Our scene, object and emotion monitoring algorithms have been integrated into a health system for an ageing population (Innovate UK Community Channel SW) and the company intends to look at the sector as the AI capability develops.

Current activities 2017: Machine Learning and AI

    RPPtv are working on machine learning user interfaces to enable multiple parameters to be controlled by a single touch interface. This uses machine learning and Artificial intelligence, coupled with our technological innovations utilising neural networks, to map a number of parameter variations.
    This allows end users to develop heuristic behaviour patterns allowing granular control over multiple or even single sound and visual elements.

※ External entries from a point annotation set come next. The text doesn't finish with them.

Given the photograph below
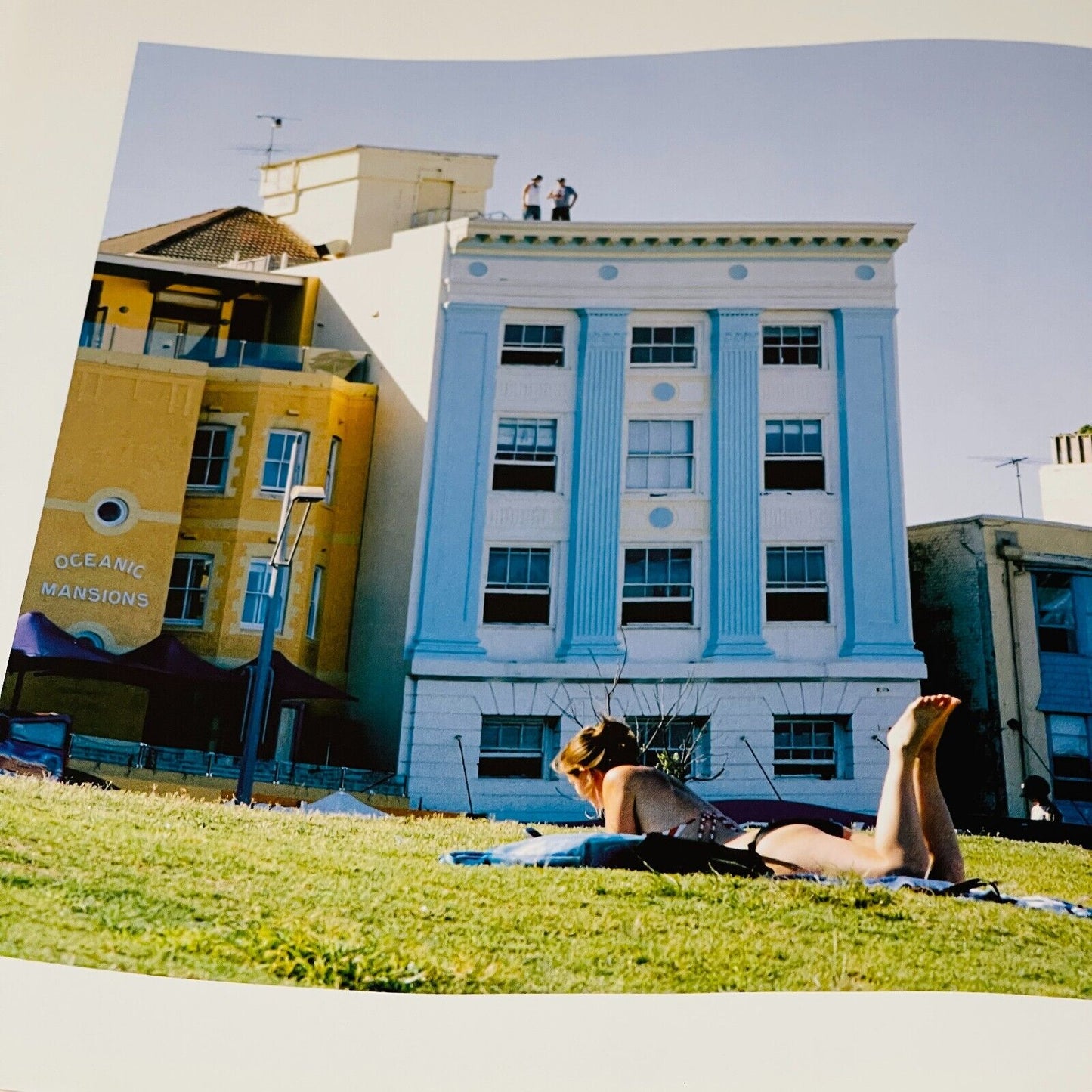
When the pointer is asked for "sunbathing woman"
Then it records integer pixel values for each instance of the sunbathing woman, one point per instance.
(914, 834)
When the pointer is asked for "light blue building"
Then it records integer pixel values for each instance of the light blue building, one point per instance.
(648, 466)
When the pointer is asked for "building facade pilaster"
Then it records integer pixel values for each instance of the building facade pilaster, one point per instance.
(591, 615)
(876, 568)
(735, 594)
(449, 598)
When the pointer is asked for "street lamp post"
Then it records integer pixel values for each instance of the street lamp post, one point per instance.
(258, 700)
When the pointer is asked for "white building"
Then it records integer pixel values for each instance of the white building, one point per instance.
(1066, 484)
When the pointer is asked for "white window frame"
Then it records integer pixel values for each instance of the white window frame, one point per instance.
(800, 766)
(249, 595)
(547, 745)
(663, 324)
(277, 490)
(314, 603)
(220, 487)
(333, 468)
(789, 456)
(777, 322)
(189, 590)
(790, 586)
(549, 456)
(648, 729)
(692, 599)
(672, 454)
(534, 590)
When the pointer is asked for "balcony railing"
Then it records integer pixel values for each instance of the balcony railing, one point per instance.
(218, 352)
(135, 756)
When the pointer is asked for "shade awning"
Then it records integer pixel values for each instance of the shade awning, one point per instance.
(167, 654)
(292, 682)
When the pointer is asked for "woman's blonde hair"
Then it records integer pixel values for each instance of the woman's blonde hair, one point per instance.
(599, 747)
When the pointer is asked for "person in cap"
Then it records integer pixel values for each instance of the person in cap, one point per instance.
(564, 198)
(1037, 792)
(532, 199)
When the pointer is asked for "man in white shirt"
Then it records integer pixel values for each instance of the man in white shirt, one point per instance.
(532, 200)
(564, 198)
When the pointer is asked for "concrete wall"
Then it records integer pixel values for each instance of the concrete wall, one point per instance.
(366, 194)
(388, 304)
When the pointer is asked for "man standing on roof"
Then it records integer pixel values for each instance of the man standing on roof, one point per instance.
(532, 201)
(564, 198)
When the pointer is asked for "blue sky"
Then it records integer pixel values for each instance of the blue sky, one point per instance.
(985, 147)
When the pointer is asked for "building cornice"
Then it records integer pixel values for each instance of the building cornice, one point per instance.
(750, 238)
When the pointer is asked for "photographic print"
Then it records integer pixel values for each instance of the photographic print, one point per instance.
(586, 464)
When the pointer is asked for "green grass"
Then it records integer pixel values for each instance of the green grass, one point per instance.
(175, 887)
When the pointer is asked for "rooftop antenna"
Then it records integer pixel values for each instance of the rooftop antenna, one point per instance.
(277, 122)
(1016, 461)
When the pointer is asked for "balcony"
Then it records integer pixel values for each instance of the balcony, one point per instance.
(218, 352)
(1072, 448)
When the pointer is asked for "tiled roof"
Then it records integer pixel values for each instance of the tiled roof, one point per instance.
(216, 238)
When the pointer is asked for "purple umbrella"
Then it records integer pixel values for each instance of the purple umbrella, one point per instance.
(41, 645)
(292, 682)
(166, 653)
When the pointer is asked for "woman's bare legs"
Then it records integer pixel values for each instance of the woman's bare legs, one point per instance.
(946, 861)
(899, 844)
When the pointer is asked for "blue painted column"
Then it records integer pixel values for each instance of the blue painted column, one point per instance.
(449, 604)
(735, 591)
(592, 594)
(875, 567)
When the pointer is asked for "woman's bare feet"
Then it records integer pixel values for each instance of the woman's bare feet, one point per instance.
(920, 724)
(937, 729)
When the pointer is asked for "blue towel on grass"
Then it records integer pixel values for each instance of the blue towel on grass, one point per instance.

    This allows for creating complex soundscapes with a simplified controller with interactive User Interface. We incorporate object and scene recognition to aid in determining given elements within a scene so this control mechanism has built in “intelligence” for both visual and audio components.
    A second use of machine learning is to understand the parameters of two different sounds say fire and wind and populate all the points between so move between fire, fiery wind and wind seamlessly with one central. This can then be mixed at a granular level to produce totally different sound elements, as an example intelligently combining frying sounds with other elements could represent an electrical disturbance or fire.
    Classification and navigation of sounds archives by machine learning and audio grouping. Sound archives can be understood by accessing characteristics of sounds and using this process to then learn what a sound is by nature, this information can be intelligently grouped to pull up sounds that are close to one being analysed or to allow whole archives to be re grouped according to their closeness i.e. the system will group similar sounds together allowing simple single touch navigation through complex un indexed or limited indexed sound archives.